Mathew’s goal denies Springfield trip to title game

CHAMBERSBURG >> The blows were 16 minutes apart on the same offending end of Chambersburg Area High School’s Trojan Field, but they hit Springfield like a 1-2 to the gut.

One was the shot that couldn’t find a way into the back of the net. The other, ruefully, did.

Seneca Valley’s Griffin Mathew blasted home the only goal Tuesday night seven minutes into overtime, sending the Raiders over Springfield, 1-0, in the PIAA Class AAA boys soccer tournament.

The goal materialized at the same end of the field that Springfield attacked in the second half, the one where it looked like they’d found the chance, the goal, to break the deadlock. But the post denied the latest installment of Nick Jannelli’s magical mystery tour with nine minutes left in regulation.

Ultimately, that’s all that separated the teams, the third and final seed from District Seven and District One’s last entrant of four, for a berth in a state title game, which Seneca Valley gets against District One champion Central Bucks East Saturday at HersheyPark Stadium. One shot wouldn’t go; the other, played into the right dangerous area and tucked away with precision worthy of a trip to Hershey, did.

To its credit, Seneca Valley (18-2-1) didn’t miss the opportunity. It had a clear plan in place to attack the flanks on Springfield’s narrow, man-marking system that resulted in plenty of threatening moments, but few shots that required the attention of Springfield goalie Mike Gerzabek.

But the moment arose at 8:46 of overtime. Springfield (17-6-2) started as the livelier side in overtime, though a shot on goal never materialized. Then the Raiders started pushing forward. One attacking wave was cleared, but as the Springfield defense pushed up to clear its lines, Seneca Valley center back Macen DiPaolo launched a ball forward behind the right wing that had generated so much trouble on the night.

Forward Matt Saluga was slow in receding, lingering on the shoulder of a defender. He saw DiPaolo’s ball, turned the corner, collected, and fired a low cross in the direction of strike partner Mathews, who side-footed it first time, a shot high and with venom that left Gerzabek no chance and a wake of disconsolate Springfield defenders sprawled out on the turf.

“Me and Matt have been playing together for a long time and we’re well-experienced with each other,” Mathew said. “I knew once he turned his shoulders, he just played me a ball in, he’s either going to play it in the air or on the ground. It’s just the chemistry we have.”

Springfield’s chance — and the defensive solidity of both teams limited the affair to such singular terms — came as the Cougars stayed forward for an extended spell. Jannelli lined up a free kick from 26 yards out that a four-man wall leapt to head away, but Springfield stayed forward.

Steve Randolph floated a quality cross-field ball over the defense as Jannelli pulled off the shoulder of his marker down the left wing. He took a touch and fired a shot through a defender that beat everyone save for the post.

That was as close as the Cougars ventured to a shot on goal.

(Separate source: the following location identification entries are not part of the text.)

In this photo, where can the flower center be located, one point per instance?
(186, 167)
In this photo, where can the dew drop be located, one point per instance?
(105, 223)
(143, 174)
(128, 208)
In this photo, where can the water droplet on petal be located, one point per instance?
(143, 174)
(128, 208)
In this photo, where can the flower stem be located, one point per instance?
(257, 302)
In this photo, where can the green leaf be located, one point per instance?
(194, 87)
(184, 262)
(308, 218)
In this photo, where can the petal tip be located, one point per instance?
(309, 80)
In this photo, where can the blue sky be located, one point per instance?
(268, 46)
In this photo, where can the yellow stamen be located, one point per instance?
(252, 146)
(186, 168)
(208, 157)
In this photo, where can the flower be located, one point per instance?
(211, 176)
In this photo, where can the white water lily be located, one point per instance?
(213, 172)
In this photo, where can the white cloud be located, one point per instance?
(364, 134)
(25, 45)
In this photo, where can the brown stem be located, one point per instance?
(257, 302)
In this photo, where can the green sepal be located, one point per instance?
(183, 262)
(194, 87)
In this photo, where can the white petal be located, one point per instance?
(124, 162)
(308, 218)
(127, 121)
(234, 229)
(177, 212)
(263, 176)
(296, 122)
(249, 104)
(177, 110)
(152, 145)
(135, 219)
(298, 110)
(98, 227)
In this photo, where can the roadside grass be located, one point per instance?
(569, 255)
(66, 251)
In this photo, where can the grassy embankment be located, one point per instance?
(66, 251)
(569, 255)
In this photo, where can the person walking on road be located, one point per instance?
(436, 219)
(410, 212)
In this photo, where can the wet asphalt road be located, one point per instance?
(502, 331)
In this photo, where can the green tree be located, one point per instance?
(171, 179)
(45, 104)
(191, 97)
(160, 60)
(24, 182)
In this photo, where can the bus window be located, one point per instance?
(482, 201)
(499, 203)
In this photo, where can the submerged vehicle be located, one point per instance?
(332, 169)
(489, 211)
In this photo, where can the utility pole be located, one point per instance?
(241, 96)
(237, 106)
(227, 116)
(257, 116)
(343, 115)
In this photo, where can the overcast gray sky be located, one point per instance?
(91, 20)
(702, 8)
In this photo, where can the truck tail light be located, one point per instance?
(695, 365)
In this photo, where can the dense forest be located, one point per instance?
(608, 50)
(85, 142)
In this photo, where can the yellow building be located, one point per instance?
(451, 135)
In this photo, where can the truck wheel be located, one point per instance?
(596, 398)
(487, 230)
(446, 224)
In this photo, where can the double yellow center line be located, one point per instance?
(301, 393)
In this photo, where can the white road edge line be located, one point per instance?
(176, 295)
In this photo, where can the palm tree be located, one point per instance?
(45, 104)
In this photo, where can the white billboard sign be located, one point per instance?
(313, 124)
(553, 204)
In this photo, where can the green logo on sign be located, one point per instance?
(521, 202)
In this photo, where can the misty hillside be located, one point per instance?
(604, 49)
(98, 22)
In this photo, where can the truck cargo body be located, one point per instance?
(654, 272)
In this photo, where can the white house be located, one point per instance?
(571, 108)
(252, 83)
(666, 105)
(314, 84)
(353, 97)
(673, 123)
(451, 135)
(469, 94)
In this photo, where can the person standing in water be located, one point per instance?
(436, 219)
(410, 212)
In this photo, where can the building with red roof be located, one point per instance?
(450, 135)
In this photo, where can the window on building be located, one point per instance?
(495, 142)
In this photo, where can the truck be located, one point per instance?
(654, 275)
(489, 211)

They struggled to string together passes against a Seneca Valley defense making a concerted effort to clog the middle and choke off space for Jannelli and his fellow playmakers.

“We were just trying to move the ball with our short passing game,” said midfielder Mike Wallace, who succeeded with a handful of marauding runs forward but never found a friendly face on the end of those sojourns. “It worked sometimes in this game, but we just couldn’t get it to go.”

Springfield, as it often has, rose to the occasion on defense. They were shorthanded five minutes in when Justin Donnelly, who rehabbed a sprain of his right MCL midseason, came up hobbling and had to spend the next 82 minutes with his leg brace off and a sweatshirt on. Alex Fuentes stepped up and filled in ably, handling the man-marking duties of the team’s system, with plenty of help from sweeper Ryan Straube.

“I think Straube being in the back helped a lot,” Fuentes said. “Me and Ronnie (Miller) were man-marking, and if they went through us, they’d have to deal with Straube. And Straube held it on the back end.”

Seneca Valley peppered the box with crosses, long throws and five corner kicks, but Gerzabek and the defense were always equal to the task, none that onerous. For owning the lion’s share of the possession, the Raiders weren’t exactly hosting a shooting gallery either.

Ultimately, Springfield had the tables turned on them. Often in its playoff run, which has included two wins in districts and two in states, they’ve had their back against the wall for long stretches. They’ve always done just enough — repelling a sufficiently high percentage of attacks and cashing in on chances that have been fewer and farther between than opponents.

Tuesday, the fortune that propelled them a post’s width from Hershey ran out.

“The ride was just unbelievable,” Wallace, one of 10 starting seniors, said. “We were just a family the whole way through. It just didn’t end the way we wanted it to.”